One of the key problems has been a standardized programming layer. Nvidia went with Compute Unified Device Architecture (CUDA). AMD went with Stream. And Microsoft is in the middle with DirectCompute--an attempt to standardize general purpose GPU computing across dissimilar architectures. Similar to the 64-bit extension war, this has delayed GPGPU programming adoption. CUDA was a fairly robust interface from the get-go. If you wanted to do any sort of scientific computational work, Nvidia's CUDA was the library to use. It set the standard. Unfortunately, as with many technologies in the PC industry kept proprietary, this has also limited CUDA's appeal beyond specialized scientific applications, where the software is so niche that it can demand a certain piece of hardware. That's not the case with a transcoding app or a playback utility. Even Adobe seems to have made a brave move by limiting its Mercury Playback Engine to a handful of CUDA-based GeForce and Quadro cards.
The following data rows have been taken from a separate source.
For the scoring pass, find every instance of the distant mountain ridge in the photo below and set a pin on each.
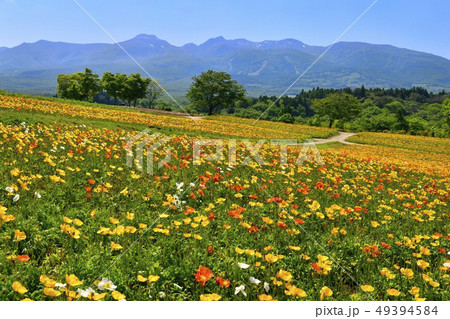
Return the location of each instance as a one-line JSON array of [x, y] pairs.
[[266, 67]]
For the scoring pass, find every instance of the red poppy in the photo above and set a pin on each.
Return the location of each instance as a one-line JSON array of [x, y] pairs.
[[387, 246], [281, 224], [319, 185], [253, 229], [189, 210], [23, 258], [202, 275], [222, 282]]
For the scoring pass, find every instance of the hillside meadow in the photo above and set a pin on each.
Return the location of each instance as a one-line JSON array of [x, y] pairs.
[[76, 223]]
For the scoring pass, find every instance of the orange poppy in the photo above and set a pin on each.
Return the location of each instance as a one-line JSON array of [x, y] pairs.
[[23, 258], [222, 282], [202, 275]]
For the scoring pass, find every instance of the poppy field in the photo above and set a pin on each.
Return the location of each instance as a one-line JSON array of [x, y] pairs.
[[77, 223]]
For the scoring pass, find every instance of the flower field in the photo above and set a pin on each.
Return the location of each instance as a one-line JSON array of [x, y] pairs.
[[232, 128], [77, 224]]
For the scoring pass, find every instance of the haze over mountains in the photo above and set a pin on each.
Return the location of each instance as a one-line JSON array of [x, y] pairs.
[[266, 67]]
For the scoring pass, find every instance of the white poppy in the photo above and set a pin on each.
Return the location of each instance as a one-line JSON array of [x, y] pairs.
[[240, 289], [86, 293], [179, 185], [106, 284], [243, 266], [178, 286]]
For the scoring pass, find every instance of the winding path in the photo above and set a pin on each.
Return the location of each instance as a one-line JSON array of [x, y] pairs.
[[337, 138]]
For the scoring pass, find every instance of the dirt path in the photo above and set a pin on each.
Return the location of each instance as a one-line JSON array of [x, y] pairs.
[[195, 117], [337, 138]]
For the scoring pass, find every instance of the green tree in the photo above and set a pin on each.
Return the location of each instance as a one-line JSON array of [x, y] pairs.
[[135, 88], [213, 89], [90, 85], [337, 106], [113, 84], [69, 86], [78, 86], [154, 91], [401, 124]]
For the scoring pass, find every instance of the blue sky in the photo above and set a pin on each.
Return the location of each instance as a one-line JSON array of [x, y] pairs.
[[413, 24]]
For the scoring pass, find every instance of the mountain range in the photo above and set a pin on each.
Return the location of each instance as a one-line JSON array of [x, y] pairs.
[[266, 67]]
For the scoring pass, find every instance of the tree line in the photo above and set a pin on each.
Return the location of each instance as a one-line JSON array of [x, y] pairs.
[[413, 111], [85, 86]]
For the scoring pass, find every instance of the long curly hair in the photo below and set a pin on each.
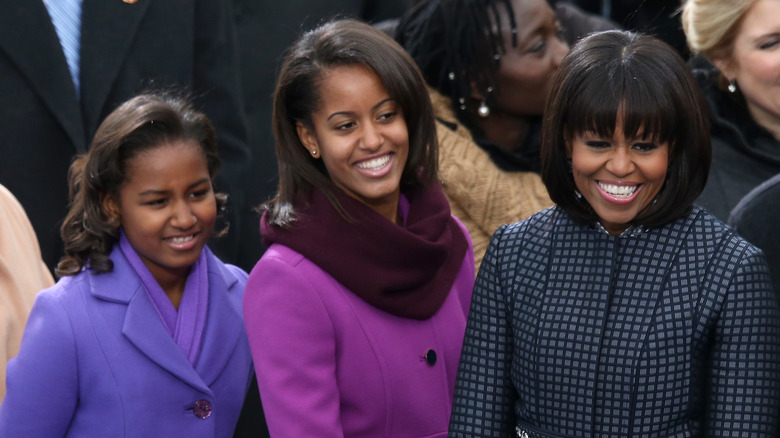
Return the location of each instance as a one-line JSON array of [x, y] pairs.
[[458, 45]]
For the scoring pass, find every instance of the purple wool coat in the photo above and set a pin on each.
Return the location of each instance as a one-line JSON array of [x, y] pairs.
[[96, 361], [330, 365]]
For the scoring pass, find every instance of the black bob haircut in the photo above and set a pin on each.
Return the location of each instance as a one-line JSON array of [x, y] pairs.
[[645, 83]]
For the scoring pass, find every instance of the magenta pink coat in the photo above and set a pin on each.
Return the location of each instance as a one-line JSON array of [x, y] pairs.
[[330, 365]]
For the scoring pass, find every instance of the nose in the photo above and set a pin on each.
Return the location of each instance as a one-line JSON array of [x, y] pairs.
[[559, 50], [372, 137], [620, 163], [182, 216]]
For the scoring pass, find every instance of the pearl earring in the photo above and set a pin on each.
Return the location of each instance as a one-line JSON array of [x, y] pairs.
[[483, 110]]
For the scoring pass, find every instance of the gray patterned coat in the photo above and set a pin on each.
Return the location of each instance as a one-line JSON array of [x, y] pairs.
[[666, 332]]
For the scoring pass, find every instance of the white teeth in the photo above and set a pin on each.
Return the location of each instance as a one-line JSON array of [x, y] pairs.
[[620, 191], [375, 164], [182, 239]]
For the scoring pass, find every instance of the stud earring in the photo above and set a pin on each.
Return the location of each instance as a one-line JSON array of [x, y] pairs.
[[484, 110]]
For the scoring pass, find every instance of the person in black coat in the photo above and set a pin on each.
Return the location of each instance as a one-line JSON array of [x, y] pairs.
[[624, 310], [738, 69], [125, 47]]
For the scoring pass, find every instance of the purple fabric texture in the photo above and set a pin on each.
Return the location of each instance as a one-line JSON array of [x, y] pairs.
[[355, 371], [185, 325], [97, 361], [406, 271]]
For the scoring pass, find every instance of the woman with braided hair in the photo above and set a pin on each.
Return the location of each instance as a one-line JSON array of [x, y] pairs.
[[490, 65]]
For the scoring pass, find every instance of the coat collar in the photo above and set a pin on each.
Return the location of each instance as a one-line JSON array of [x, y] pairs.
[[38, 55], [143, 328]]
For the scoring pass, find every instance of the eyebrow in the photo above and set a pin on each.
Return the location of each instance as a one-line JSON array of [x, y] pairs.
[[339, 113], [153, 192]]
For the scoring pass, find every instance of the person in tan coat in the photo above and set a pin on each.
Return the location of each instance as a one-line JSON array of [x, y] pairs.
[[481, 195], [22, 275]]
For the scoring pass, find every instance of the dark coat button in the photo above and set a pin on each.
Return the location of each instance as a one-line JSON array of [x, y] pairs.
[[430, 357], [202, 409]]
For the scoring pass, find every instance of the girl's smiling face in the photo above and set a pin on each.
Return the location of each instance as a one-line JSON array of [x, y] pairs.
[[618, 176], [360, 134], [166, 207]]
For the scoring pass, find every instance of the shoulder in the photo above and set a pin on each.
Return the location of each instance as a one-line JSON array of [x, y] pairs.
[[282, 269], [723, 245]]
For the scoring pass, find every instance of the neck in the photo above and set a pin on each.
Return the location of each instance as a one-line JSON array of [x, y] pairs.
[[505, 130], [766, 119]]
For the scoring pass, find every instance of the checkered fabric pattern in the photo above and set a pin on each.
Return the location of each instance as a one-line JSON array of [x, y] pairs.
[[669, 332]]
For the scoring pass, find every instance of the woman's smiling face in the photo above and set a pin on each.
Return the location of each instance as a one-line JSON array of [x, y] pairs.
[[618, 176], [360, 133]]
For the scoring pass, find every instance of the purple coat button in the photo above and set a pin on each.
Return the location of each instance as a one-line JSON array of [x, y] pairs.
[[430, 357], [202, 409]]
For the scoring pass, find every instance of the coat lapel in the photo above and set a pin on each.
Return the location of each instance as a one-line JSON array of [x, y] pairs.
[[108, 30], [224, 324], [28, 37], [142, 325]]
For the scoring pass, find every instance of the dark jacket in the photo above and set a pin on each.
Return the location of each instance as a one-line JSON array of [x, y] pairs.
[[573, 332], [126, 47], [743, 154]]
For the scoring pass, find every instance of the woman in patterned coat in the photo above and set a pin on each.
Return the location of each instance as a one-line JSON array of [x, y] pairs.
[[623, 311]]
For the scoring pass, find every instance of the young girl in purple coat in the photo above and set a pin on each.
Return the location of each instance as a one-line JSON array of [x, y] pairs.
[[142, 335], [356, 312]]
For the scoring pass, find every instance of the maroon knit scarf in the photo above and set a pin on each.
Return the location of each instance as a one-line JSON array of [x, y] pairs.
[[406, 271]]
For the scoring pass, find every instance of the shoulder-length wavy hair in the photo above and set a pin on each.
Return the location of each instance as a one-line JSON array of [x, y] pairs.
[[338, 43], [645, 83], [142, 123]]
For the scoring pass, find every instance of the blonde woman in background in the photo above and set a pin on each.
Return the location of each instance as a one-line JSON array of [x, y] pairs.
[[741, 40]]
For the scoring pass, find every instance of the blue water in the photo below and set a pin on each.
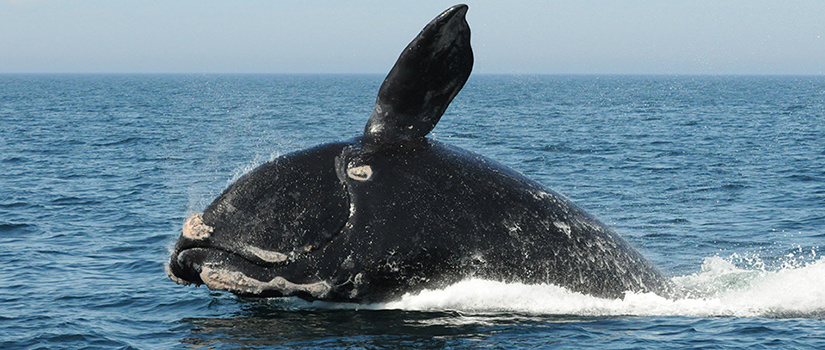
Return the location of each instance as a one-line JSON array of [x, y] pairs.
[[719, 181]]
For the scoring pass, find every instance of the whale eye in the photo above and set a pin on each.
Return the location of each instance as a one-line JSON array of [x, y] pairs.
[[360, 173]]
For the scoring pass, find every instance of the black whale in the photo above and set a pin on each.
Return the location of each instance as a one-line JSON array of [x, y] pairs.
[[392, 212]]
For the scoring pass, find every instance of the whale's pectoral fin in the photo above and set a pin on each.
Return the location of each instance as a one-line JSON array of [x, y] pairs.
[[425, 79]]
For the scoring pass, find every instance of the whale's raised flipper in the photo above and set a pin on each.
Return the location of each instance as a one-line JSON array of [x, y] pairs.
[[425, 79]]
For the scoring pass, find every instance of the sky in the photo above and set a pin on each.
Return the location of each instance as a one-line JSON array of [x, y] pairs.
[[324, 36]]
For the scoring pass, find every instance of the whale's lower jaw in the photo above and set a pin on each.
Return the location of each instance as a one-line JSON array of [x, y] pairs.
[[223, 271]]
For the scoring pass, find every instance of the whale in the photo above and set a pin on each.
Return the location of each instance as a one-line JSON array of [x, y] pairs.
[[392, 211]]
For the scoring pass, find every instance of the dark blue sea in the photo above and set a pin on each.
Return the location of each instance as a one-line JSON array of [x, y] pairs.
[[719, 181]]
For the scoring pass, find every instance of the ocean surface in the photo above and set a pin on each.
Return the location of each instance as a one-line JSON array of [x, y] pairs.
[[719, 181]]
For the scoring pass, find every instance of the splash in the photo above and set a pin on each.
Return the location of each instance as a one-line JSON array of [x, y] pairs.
[[719, 289]]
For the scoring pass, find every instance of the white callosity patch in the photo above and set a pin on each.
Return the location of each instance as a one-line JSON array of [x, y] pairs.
[[267, 255], [174, 278], [564, 227], [237, 282], [360, 173], [195, 229]]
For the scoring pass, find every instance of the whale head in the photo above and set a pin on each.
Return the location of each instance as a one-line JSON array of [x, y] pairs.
[[274, 231]]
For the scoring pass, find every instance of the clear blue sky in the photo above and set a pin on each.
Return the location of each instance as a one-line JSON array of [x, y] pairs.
[[308, 36]]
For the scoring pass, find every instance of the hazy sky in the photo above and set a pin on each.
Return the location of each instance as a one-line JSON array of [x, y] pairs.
[[537, 36]]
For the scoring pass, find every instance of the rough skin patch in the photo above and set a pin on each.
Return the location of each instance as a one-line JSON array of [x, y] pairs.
[[267, 255], [237, 282], [194, 228], [360, 173]]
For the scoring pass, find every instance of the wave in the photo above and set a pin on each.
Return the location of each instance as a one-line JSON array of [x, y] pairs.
[[720, 288]]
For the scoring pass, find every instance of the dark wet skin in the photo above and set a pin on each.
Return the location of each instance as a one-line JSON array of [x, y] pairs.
[[393, 212]]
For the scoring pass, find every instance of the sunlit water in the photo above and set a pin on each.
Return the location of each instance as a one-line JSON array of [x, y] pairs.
[[719, 181]]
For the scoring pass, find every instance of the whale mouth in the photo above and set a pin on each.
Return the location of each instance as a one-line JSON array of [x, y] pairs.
[[254, 272], [226, 271]]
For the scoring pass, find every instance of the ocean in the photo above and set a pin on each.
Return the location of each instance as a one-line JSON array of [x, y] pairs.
[[718, 180]]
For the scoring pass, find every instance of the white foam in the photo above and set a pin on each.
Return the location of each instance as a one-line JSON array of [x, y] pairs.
[[719, 289]]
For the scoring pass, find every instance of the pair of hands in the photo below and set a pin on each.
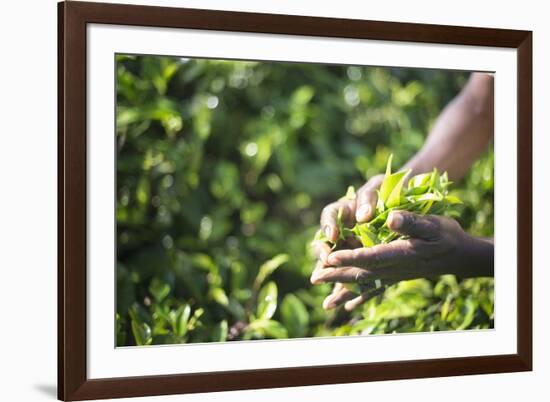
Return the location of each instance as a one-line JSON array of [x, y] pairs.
[[435, 246]]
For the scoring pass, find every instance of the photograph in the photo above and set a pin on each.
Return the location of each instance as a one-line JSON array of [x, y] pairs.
[[262, 200]]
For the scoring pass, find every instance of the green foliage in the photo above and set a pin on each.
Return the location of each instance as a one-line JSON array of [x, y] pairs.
[[427, 193], [222, 170]]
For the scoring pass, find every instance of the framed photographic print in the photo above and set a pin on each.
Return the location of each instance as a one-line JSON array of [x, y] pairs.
[[253, 200]]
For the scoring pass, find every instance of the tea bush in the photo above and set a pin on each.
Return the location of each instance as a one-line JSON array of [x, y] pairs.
[[223, 168]]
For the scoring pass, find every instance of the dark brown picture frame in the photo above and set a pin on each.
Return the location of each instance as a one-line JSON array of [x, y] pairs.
[[73, 17]]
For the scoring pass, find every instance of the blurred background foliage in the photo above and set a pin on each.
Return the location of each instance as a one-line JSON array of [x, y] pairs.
[[223, 168]]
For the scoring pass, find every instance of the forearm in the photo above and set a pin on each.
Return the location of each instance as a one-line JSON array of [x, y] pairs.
[[461, 133]]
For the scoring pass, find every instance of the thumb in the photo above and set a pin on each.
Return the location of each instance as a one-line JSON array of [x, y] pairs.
[[413, 225]]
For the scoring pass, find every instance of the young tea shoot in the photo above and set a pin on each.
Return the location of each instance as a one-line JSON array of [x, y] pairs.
[[426, 193]]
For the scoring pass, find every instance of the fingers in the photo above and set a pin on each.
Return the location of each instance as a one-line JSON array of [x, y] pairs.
[[373, 258], [367, 197], [330, 214], [342, 274], [321, 250], [413, 225]]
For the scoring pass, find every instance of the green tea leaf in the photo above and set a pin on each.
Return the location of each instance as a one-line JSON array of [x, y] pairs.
[[267, 301]]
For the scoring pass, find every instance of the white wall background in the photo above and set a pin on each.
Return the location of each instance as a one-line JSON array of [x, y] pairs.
[[28, 198]]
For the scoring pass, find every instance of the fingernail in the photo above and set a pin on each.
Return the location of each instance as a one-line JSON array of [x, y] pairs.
[[328, 232], [316, 278], [332, 260], [328, 303], [395, 220], [363, 212]]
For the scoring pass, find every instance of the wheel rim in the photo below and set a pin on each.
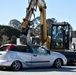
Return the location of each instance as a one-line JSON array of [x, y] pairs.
[[58, 63], [16, 65]]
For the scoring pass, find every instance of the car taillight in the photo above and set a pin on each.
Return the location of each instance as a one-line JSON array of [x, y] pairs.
[[10, 47]]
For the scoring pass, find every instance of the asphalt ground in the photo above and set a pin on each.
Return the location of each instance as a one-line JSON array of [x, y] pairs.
[[65, 70]]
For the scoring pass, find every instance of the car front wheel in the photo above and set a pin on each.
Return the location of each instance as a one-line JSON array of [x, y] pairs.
[[58, 63], [16, 65]]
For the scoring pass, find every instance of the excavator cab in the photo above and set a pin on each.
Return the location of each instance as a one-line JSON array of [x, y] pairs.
[[61, 36]]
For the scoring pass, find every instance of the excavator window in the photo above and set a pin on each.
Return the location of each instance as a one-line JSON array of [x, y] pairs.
[[61, 36]]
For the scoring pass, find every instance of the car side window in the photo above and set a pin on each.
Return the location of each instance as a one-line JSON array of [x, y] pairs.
[[40, 50], [22, 49], [3, 48]]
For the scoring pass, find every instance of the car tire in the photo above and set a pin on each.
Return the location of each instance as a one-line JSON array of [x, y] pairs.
[[57, 63], [16, 65]]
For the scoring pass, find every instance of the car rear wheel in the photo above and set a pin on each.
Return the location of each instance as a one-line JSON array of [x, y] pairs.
[[58, 63], [16, 65]]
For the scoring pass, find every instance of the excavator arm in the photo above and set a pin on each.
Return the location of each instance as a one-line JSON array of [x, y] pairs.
[[26, 21]]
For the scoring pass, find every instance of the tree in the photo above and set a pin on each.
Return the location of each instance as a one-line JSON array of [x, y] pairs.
[[15, 23], [36, 25]]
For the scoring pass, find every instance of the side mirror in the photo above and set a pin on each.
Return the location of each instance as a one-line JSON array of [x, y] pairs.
[[48, 51]]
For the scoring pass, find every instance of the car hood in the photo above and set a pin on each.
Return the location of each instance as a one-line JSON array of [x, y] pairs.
[[57, 54]]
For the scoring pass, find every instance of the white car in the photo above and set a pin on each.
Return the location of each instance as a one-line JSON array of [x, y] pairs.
[[17, 57]]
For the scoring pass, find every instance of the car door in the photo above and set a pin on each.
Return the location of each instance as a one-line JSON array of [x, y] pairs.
[[25, 55], [40, 58]]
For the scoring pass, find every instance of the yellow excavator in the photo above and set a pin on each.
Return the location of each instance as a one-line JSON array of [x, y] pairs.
[[33, 4], [54, 42]]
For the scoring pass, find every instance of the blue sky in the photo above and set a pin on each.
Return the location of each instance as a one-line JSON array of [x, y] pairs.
[[62, 10]]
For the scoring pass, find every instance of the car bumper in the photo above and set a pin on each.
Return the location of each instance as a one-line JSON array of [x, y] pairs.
[[5, 63]]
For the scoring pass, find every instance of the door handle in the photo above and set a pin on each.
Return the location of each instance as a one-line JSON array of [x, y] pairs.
[[34, 55]]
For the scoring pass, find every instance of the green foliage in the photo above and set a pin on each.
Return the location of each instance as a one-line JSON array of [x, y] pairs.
[[74, 34]]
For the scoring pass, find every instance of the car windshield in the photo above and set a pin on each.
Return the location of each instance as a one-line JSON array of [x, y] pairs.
[[3, 48], [39, 50]]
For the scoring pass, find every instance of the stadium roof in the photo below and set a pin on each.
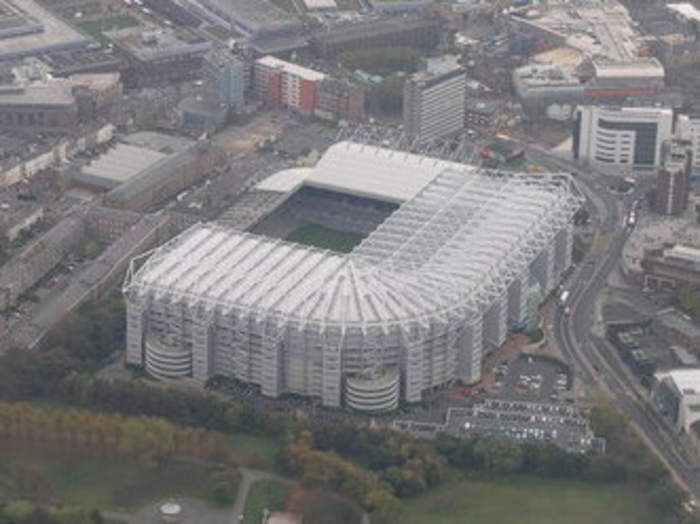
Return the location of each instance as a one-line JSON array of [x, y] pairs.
[[452, 249], [320, 4], [375, 172], [686, 9]]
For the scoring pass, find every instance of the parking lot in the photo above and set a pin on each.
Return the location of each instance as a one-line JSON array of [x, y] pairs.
[[531, 378], [558, 424]]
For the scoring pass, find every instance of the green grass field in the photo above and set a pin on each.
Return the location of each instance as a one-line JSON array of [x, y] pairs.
[[255, 452], [118, 486], [324, 238], [527, 500], [95, 28], [264, 494]]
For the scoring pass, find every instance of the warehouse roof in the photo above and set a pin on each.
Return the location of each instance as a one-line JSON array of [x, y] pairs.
[[284, 181], [118, 165], [374, 172], [686, 380], [451, 249]]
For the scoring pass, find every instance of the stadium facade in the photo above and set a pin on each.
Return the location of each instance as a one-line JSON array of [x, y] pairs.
[[415, 305]]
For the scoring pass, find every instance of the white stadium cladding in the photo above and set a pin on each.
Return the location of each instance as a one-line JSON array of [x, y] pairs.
[[415, 305]]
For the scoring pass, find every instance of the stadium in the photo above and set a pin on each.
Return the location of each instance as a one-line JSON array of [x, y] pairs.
[[442, 260]]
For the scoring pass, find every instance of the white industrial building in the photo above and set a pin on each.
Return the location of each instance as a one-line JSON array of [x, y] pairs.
[[677, 393], [434, 100], [688, 128], [615, 137], [415, 305]]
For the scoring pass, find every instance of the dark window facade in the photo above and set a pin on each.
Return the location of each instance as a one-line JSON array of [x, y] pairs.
[[645, 141]]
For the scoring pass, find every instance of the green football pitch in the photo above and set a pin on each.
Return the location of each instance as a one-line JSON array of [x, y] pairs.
[[324, 238]]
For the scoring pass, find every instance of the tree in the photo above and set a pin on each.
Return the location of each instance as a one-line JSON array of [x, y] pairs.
[[387, 97], [666, 498], [499, 455], [150, 441], [321, 508]]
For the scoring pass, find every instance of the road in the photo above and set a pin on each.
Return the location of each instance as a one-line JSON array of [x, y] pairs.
[[593, 359]]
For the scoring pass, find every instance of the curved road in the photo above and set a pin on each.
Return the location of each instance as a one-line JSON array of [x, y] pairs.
[[592, 358]]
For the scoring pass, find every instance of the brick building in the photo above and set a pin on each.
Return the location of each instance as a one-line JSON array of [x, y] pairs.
[[281, 83], [45, 107], [340, 100]]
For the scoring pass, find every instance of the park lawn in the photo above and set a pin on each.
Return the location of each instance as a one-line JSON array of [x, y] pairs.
[[264, 494], [527, 500], [255, 452], [325, 238], [96, 28], [105, 484]]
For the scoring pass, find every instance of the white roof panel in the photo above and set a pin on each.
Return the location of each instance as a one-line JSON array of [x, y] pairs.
[[457, 240], [374, 172]]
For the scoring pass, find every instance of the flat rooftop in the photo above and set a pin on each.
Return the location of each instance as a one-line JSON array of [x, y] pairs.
[[676, 320], [285, 181], [258, 12], [643, 67], [156, 44], [55, 35], [291, 68], [593, 27], [686, 10], [540, 75], [686, 380], [53, 93], [118, 165], [350, 32]]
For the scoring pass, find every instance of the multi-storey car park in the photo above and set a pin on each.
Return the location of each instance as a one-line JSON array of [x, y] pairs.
[[414, 306]]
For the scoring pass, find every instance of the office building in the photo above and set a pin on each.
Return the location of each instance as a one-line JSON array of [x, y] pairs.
[[159, 57], [434, 100], [28, 29], [618, 138], [47, 107], [340, 100], [267, 28], [676, 393], [423, 33], [688, 128], [226, 73]]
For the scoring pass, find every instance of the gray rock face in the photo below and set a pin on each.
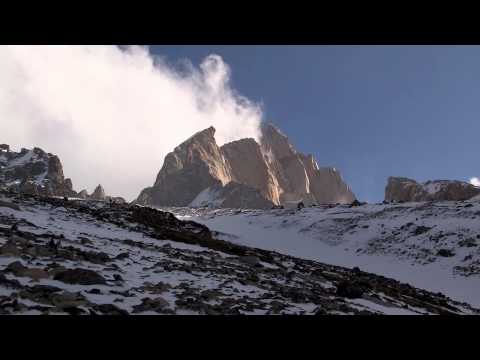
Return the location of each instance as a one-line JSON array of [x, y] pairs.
[[83, 194], [232, 195], [33, 172], [261, 174], [195, 165], [408, 190], [98, 193], [298, 175]]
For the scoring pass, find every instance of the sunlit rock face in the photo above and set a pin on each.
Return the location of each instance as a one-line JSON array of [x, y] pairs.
[[272, 169], [403, 189]]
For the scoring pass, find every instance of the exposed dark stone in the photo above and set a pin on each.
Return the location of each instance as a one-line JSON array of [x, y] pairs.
[[445, 253]]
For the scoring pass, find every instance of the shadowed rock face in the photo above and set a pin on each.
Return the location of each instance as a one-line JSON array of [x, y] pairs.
[[272, 173], [195, 165], [98, 193], [33, 172], [408, 190], [119, 274]]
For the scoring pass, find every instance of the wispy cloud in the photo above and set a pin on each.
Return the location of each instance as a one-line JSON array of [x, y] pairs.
[[475, 181], [113, 113]]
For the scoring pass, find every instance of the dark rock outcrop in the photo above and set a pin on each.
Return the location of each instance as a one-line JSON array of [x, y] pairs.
[[401, 189]]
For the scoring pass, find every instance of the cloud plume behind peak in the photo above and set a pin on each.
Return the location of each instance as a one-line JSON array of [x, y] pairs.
[[475, 181], [111, 113]]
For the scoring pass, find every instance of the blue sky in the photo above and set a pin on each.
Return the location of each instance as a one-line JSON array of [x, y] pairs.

Nvidia no doubt wants to keep stressing the GPGPU capabilities rolled up into its Fermi architecture. It even hired the guy (Dr. Mark Harris) who coined the term GPGPU, which stands for "General Purpose computation on Graphics Processing Units." Unfortunately, mainstream adoption isn't going to happen without support from Intel and AMD, who probably have the biggest ability to help augment support for DirectCompute and OpenCL through large development budgets.
We have been playing with some of the CUDA framework and would love to see more mainstream adoption, but we understands the lack of progress. Looking at the big picture, a software developer would have to justify months (maybe even years) of extra programming in CUDA to get some of the GPGPU enhancements. And even then, gains are going to depend on the application.
A single GPGPU coding framework does a lot for adoption, since it allows developers to target any properly-enabled graphics card, and not just one from Nvidia. Again, this makes much more sense in the context of broad adoption. For the moment, CUDA remains the best solution if you have a lot of money, a very specific task able to benefit from parallelism, and the resources to develop with GPGPU in mind. Personally, we are enjoying Jacket for MATLAB. OpenCL and DirectCompute come close, but both give up lower-level hooks into the architecture in favor of compatibility.
Intel and AMD both need to get with the program--particularly AMD. Its much-hyped APUs are right around the corner, and it unquestionably has the advantage with regard to graphics. Intel's solution, at first blush, looks more like an evolutionary afterthought than anything that'll be capable of augmenting its processors. And to be frank, Intel's CPUs are its first priority.